Alexei Milovanov, editor-in-chief of the independent news website NewKaliningrad.Ru, dismisses the military displays as “saber-rattling” but says he understands why Kaliningrad's Western neighbors are worried.

“If you keep a rifle at home, you know you have it and you can use it if something happens,” he said. “But if you go out on the porch with this rifle every day and parade it in front of everyone, people will start giving you strange looks.”

To be sure, some Russians are fearful of another Cold War - 27 percent, according to a nationwide poll by the independent Levada Center last month. The poll, which interviewed 1,600 people in 48 Russian regions, had a margin of error of 3 percentage points.
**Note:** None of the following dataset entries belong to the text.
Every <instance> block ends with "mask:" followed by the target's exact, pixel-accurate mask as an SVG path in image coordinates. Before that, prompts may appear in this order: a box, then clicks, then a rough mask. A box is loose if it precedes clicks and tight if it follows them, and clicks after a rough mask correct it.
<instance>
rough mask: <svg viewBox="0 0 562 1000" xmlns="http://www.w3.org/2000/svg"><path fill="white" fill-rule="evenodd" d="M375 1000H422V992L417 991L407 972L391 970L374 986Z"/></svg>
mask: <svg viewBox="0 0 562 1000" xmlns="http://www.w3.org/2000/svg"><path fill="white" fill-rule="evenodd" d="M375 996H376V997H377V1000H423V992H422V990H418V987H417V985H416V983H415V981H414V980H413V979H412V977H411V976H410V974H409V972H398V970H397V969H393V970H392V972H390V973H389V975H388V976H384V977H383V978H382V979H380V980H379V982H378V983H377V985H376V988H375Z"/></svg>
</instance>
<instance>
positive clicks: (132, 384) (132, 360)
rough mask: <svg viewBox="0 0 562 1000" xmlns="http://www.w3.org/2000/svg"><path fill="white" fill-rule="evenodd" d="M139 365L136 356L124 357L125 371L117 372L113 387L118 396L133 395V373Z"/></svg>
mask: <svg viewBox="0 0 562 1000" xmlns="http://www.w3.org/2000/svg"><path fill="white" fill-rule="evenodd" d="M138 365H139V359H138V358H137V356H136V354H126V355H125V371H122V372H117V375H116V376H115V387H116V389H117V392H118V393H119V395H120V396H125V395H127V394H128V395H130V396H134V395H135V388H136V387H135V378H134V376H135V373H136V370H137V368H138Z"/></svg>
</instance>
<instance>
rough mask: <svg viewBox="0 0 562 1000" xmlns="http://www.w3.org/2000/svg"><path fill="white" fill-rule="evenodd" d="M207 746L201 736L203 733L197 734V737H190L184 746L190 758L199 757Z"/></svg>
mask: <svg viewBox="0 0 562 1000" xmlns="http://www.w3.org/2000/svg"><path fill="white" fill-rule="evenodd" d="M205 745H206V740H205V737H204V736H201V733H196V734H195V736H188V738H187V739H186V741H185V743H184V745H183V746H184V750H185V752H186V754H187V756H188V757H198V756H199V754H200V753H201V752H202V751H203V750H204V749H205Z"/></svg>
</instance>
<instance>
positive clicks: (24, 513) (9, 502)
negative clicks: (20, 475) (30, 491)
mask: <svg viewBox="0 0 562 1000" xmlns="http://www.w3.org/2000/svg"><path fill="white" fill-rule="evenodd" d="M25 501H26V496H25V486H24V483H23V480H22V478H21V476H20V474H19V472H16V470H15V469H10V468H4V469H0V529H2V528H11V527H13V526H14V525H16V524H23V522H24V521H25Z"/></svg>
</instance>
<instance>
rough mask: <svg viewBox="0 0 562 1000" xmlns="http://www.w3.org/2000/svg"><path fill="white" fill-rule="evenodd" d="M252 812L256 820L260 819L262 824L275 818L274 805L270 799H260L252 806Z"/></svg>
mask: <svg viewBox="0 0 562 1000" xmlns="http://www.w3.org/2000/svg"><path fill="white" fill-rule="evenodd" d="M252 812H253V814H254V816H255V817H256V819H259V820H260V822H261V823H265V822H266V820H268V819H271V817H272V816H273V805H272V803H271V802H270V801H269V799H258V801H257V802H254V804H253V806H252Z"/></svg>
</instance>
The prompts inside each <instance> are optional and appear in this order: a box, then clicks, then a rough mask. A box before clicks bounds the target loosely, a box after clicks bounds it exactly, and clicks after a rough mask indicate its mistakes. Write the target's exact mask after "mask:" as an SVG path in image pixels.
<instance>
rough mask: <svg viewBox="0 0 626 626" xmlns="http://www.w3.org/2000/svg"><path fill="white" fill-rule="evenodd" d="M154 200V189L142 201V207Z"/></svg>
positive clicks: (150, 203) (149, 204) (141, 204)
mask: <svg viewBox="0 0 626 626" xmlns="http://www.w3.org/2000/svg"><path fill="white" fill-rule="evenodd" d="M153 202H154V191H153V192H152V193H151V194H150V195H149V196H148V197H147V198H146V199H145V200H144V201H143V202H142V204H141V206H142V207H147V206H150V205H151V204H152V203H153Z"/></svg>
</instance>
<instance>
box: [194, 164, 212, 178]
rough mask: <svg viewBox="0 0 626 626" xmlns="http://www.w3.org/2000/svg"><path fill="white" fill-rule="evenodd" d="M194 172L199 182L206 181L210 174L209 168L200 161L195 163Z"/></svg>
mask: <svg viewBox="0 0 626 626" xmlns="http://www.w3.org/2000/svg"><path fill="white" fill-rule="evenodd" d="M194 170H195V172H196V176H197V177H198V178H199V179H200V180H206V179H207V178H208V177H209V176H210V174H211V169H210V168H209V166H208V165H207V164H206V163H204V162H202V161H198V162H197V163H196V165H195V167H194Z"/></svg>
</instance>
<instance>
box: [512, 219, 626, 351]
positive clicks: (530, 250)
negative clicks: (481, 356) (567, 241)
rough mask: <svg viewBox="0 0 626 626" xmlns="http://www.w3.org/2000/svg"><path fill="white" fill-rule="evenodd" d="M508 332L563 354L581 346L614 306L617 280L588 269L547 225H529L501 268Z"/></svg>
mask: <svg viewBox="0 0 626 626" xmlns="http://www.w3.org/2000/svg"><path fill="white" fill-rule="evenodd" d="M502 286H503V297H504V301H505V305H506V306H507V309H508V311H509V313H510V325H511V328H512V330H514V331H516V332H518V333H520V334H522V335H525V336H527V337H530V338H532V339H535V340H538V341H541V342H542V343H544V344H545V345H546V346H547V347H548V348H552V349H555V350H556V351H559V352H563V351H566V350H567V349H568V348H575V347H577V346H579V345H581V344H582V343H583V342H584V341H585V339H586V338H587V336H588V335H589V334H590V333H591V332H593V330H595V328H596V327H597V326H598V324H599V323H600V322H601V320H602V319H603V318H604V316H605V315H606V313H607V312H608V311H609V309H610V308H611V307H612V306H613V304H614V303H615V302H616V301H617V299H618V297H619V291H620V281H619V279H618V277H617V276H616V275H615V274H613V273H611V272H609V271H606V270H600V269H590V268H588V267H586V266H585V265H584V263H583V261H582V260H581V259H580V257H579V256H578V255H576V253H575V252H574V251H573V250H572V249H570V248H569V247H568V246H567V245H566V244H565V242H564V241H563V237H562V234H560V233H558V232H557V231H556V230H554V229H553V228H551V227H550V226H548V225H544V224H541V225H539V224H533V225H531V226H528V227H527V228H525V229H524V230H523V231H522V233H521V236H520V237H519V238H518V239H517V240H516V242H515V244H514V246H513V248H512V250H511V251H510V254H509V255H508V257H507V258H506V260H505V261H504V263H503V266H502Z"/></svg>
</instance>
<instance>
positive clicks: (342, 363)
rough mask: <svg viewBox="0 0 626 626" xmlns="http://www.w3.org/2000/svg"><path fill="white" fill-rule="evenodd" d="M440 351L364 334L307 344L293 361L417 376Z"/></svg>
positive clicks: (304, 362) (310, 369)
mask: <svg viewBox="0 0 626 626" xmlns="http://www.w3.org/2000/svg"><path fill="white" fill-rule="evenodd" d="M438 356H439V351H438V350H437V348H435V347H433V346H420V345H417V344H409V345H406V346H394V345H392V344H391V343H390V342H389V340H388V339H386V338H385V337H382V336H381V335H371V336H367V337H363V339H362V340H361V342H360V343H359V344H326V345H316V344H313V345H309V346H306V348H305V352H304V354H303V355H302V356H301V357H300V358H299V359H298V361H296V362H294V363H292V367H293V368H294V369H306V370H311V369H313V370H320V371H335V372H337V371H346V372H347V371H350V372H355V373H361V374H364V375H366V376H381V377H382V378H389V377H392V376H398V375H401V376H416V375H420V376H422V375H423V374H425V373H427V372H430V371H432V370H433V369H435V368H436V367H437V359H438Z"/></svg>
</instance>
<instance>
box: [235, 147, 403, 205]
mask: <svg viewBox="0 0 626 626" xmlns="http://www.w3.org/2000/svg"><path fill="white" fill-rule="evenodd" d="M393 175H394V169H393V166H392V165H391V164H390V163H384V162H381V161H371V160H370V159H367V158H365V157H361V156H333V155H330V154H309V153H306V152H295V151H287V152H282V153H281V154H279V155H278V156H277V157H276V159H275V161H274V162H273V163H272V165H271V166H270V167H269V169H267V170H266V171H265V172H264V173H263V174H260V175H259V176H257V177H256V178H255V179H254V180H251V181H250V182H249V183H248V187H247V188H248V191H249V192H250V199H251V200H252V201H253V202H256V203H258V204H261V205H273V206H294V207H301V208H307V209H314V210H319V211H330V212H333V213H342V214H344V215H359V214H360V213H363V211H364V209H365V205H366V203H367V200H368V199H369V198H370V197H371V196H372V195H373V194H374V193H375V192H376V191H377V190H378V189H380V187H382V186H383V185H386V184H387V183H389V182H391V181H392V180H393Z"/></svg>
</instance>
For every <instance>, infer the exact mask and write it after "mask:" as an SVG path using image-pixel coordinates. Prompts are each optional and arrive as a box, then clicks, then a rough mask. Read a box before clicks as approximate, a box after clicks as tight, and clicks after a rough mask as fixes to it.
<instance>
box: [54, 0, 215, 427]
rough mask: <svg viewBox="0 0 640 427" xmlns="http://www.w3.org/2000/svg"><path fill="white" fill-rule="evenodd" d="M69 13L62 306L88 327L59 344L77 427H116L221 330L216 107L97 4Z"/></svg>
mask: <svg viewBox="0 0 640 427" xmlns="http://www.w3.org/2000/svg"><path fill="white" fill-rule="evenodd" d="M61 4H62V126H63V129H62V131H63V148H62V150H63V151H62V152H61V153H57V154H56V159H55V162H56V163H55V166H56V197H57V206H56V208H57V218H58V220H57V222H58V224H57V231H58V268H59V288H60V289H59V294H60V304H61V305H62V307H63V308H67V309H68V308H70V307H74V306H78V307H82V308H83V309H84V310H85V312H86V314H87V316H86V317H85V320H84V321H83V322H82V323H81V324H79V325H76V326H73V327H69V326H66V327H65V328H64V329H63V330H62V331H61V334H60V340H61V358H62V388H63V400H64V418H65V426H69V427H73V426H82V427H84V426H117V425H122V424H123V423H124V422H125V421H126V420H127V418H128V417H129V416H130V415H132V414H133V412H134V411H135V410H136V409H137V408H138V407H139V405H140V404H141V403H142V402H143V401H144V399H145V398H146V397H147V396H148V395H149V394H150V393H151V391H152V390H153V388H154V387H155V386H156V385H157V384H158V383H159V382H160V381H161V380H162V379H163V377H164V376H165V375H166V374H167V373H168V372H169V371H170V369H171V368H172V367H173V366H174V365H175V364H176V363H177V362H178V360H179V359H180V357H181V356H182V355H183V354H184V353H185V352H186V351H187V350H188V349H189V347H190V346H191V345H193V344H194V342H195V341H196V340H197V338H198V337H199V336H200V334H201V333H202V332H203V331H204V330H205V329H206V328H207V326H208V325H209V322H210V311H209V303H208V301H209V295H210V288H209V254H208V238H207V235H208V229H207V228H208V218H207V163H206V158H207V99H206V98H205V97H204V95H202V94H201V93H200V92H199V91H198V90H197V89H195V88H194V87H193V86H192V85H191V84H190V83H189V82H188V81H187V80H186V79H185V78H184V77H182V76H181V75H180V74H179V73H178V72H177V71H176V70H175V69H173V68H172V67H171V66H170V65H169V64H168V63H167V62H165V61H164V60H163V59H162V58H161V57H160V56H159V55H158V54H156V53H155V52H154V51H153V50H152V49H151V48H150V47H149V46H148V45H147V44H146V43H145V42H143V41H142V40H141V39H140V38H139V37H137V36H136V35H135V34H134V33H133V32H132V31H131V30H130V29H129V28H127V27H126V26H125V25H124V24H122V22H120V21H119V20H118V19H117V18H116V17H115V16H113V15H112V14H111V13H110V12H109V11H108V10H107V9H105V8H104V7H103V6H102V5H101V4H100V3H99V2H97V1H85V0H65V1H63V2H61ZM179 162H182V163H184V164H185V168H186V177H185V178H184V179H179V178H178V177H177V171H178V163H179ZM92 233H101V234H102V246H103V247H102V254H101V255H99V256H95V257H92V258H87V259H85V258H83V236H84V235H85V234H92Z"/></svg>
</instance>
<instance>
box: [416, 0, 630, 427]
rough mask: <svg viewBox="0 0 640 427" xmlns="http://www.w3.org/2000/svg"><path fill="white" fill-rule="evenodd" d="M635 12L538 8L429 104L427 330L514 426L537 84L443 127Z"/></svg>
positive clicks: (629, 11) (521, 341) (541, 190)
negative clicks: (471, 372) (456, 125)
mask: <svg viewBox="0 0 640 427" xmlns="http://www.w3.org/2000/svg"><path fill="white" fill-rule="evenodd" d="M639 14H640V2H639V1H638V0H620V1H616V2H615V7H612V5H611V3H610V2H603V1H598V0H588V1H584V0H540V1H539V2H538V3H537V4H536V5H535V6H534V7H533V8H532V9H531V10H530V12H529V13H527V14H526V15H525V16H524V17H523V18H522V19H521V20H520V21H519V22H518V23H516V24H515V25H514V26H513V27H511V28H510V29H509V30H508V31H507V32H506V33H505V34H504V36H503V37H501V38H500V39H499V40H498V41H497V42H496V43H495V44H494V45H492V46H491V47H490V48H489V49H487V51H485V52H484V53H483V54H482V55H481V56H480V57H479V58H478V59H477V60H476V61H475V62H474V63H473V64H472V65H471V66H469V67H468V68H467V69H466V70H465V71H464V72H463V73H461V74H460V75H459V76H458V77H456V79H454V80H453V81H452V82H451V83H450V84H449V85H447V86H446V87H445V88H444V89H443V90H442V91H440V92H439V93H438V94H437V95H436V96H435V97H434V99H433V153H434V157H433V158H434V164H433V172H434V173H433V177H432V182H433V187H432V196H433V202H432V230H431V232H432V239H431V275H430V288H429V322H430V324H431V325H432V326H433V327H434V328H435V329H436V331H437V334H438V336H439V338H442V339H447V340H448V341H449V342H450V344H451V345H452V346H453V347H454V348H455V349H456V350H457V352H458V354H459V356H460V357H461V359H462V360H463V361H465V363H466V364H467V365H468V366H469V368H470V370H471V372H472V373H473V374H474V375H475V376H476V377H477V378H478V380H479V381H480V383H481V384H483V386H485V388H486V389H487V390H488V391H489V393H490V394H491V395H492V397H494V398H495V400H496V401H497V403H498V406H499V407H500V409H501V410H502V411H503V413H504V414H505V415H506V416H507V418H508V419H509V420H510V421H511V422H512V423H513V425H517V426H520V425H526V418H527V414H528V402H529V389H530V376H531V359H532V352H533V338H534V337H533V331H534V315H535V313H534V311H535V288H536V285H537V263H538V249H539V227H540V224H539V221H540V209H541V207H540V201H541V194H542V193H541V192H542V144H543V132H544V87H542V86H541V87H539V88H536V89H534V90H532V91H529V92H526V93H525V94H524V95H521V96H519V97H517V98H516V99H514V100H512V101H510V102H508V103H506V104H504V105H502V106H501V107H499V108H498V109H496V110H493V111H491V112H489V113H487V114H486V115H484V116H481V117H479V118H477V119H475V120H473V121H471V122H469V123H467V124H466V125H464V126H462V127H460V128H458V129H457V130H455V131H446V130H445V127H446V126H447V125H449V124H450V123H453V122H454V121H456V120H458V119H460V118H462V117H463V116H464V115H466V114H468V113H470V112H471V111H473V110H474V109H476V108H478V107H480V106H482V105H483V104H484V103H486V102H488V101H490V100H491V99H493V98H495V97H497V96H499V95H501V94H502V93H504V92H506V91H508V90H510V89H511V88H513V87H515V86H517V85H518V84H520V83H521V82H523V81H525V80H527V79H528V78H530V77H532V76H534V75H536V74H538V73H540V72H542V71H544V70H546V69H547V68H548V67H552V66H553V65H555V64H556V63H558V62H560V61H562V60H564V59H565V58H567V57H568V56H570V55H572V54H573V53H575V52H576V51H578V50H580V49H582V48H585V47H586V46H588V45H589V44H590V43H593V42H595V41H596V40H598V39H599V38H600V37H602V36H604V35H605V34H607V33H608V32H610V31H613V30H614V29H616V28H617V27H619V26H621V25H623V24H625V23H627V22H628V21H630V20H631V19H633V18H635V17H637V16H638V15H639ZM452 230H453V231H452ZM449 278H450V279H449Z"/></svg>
“Of course I'm worried,” said Natalya Bezprozvannaya, a 43-year-old cook who lives on Russia's westernmost tip, a seven-minute ferry ride from Baltiysk. “To be honest, I'm a little bit scared because they talk about it on television.”

But mostly, Kaliningrad residents say their lives go on much as usual.

“You don't feel it here. It's all on television,” said Yuri Velikotsky, a retired naval captain who is now an amber craftsman. “I don't feel that we're getting prepared for a war. This isn't the way you get prepared for one. It's just the usual war of nerves.”